Am Freitag vergangener Woche (28. Februar 2020) stellte Netze BW gemeinsam mit Partnern aus Wirtschaft und Forschung in der EnBW City in Stuttgart das Nachfolgeprojekt offiziell vor. Bei dem auf drei Jahre angelegten Vorhaben flexQgrid sollen erneut Verteilnetz, regionale Stromerzeugung, steuerbare Verbraucher und Marktteilnehmer wie Aggregatoren zusammenspielen.
Im Mittelpunkt steht laut Projektleiterin Carmen Exner ein zwölfmonatiger Feldtest ab August 2021, für den ein Netzampelkonzept den Rahmen setzt. Einbezogen sind zwei Mittel- und voraussichtlich drei Niederspannungsnetze mit flexiblen Verbrauchern wie Wärmepumpen, Batteriespeichern und Elektrofahrzeugen. Gerade die könnten künftig wegen ihrer hohen Gleichzeitigkeit die Auslastung der Netze erheblich verstärken. Wird ein Engpass prognostiziert und es kommt zur Gelbphase im Netz, gelte es, über Freigabequoten für Erzeugungs- oder Verbrauchsanlagen die Ampelfarbe Rot und damit einen Eingriff des Netzbetreibers zu vermeiden.

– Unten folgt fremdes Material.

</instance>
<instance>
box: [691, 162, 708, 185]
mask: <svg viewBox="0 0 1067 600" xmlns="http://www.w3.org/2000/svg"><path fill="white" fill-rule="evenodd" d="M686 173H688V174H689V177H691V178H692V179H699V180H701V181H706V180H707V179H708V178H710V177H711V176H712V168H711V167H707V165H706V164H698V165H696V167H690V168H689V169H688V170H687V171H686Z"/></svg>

Alle Erzeuger und Verbraucher im Freiamter Netz, die am Feldtest teilnehmen, werden dazu mit dezentralen Netzreglern ausgestattet und deren Daten auf einer zentralen Plattform ausgewertet. Ziel ist es nach den Worten von Projektleiterin Exner, Quoten zu finden, um über Marktmechanismen Engpässe zu vermeiden. Die Basis dafür soll eine blockchain-basierte Handelsplattform für Sekundärleistung bilden. Mit dem Feldtest in Freiamt soll geprüft werden, ob sich diese Methoden zur Steuerung von Verteilnetzen flächendeckend anwenden lassen.
Fördermittel vom BMWi
Im Rahmen der Veranstaltung in der EnBW City wurde auch ein Zuwendungsbescheid des Bundeswirtschaftsministeriums für Fördermittel in Höhe von 5,2 Millionen Euro überreicht. Nach Angaben von Martin Konermann liegen die Kosten des Projekts flexQgrid insgesamt bei über zehn Millionen Euro. Der Netze-BW-Geschäftsführer erwartet, dass marktreife Produkte aus dem Projekt frühestens in fünf bis acht Jahren zur Verfügung stehen.